Analysis: While environmental groups backed this bill, industry groups like the California Fisheries Institute and the West Coast Seafood Processors Association argued that it would impose a costly burden that would likely confuse customers.
Drug sentencing (SB 1010): This bill would eliminate sentencing disparities for crack and powder cocaine, erasing a distinction that advocates call wrongheaded and racially tinged.
Analysis: Brown has moved cautiously on bills easing drug penalties, last year vetoing a measure allowing simple possession to be charged as a misdemeanor. Likely influencing Brown’s thinking on this bill will be criticism from law enforcement groups like the California Police Chiefs Association.
Farm labor (SB 25): Farm management would find it harder to stall new labor contracts under this bill, which allows the Agriculture Labor Relations Board to implement farm labor contracts secured through mandatory mediation even if employers appeal.
Analysis: This bill would bolster a labor body Brown helped create during his first administration.

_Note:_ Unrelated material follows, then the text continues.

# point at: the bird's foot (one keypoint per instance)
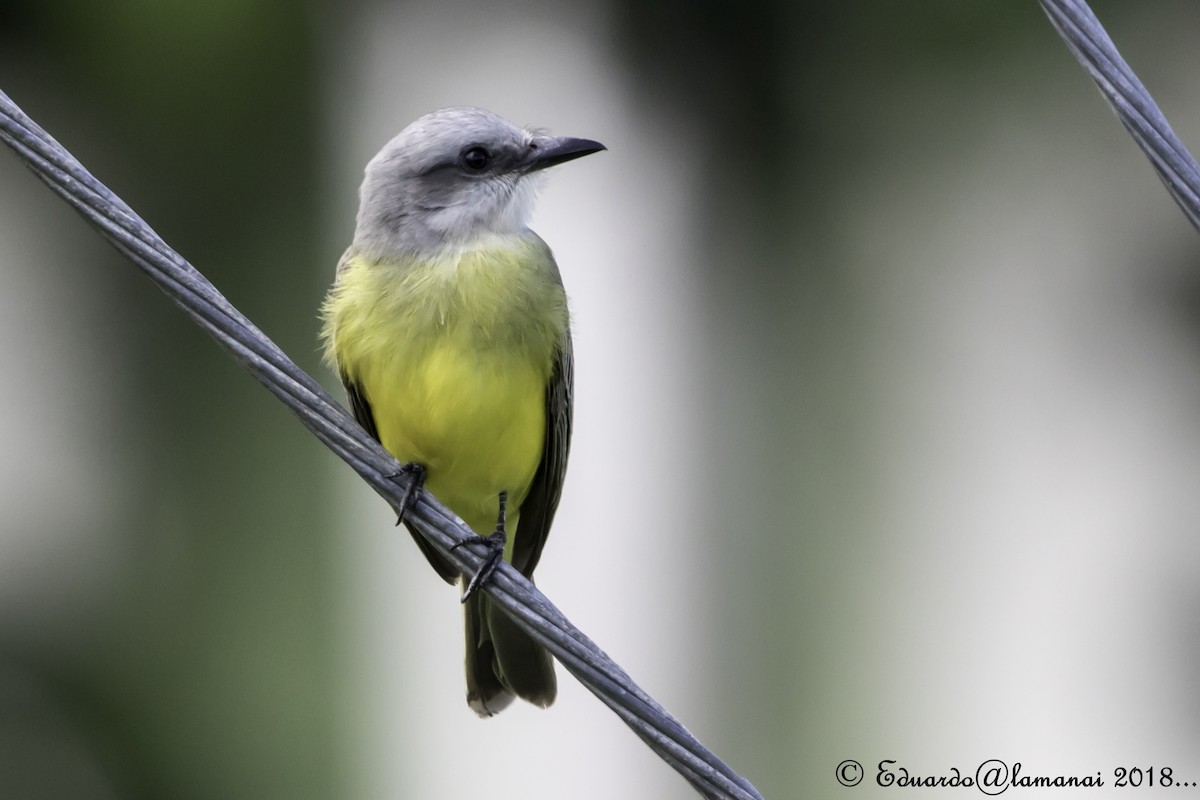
(414, 479)
(495, 543)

Rape kits (AB 1517): Many so-called “rape kits” containing forensic evidence from alleged sex crimes sit untested long after the fact. This bill would impose a timeline for the kits to be tested and entered into a national database.

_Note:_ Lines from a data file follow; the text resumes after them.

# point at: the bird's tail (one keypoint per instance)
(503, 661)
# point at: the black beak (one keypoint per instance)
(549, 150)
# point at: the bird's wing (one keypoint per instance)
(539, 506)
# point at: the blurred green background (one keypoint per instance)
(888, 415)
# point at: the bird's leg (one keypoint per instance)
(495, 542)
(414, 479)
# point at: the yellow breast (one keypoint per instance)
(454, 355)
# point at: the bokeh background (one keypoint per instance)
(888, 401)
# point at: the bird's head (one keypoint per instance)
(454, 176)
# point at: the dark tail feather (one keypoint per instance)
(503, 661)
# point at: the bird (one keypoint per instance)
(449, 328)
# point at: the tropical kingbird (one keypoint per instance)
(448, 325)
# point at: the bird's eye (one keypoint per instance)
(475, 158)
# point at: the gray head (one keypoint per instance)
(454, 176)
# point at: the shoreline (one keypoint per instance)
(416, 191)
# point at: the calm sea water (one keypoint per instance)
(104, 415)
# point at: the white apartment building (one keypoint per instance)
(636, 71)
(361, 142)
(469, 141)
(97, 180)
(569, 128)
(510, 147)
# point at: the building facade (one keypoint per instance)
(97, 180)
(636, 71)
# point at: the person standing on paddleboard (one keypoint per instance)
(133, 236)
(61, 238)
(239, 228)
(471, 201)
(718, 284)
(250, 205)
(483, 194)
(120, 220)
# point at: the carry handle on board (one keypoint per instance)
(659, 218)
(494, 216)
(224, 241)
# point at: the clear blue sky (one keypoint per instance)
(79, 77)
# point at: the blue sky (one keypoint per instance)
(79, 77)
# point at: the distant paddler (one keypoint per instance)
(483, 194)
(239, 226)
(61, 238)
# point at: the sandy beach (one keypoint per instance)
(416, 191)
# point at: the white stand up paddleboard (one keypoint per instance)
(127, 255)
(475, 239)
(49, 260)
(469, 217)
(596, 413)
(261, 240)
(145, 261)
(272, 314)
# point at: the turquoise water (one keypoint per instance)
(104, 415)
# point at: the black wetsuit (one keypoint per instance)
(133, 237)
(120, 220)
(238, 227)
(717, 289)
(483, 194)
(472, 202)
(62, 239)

Analysis: Not a single lawmaker voted against this bill. But Brown’s Department of Finance dissented, arguing that there is not enough money in the budget to support the increased workload.
School discipline (AB 420): Advocates argue that teachers and administrators too often invoke an offense called “willful defiance” to suspend students, with the resulting penalties falling disproportionately on students of color. This bill would limit such discipline.
Analysis: Brown has already vetoed a similar bill, writing at the time that “I cannot support limiting the authority of local school leaders.” Assemblyman Roger Dickinson, D-Sacramento, believes amendments narrowing the bill’s scope – it would now only bar willful defiance suspensions for children in kindergarten through third grade – could change the governor’s mind.
Drone surveillance (AB 1327): This bill would limit when law enforcement agencies can use drones without obtaining warrants and would require most data collected to be destroyed within a year.
Analysis: As unmanned aerial vehicles become increasingly common, civil liberties advocates are questioning the privacy implications of hovering eyes in the sky. While this legislation drew bipartisan support in the Legislature, it continues to be a nonstarter for arms of the law like the California Police Chiefs Association and the Los Angeles County district attorney.
Initiative changes (SB 1253): The bill allots more time to collect signatures and would allow ballot measure proponents to pull their initiatives or add amendments, among other changes.
Analysis: The breadth of organizations supporting this measure, from California Common Cause to the California Chamber of Commerce to the California Democratic Party, should help its odds, although the California Teachers Association remains in opposition.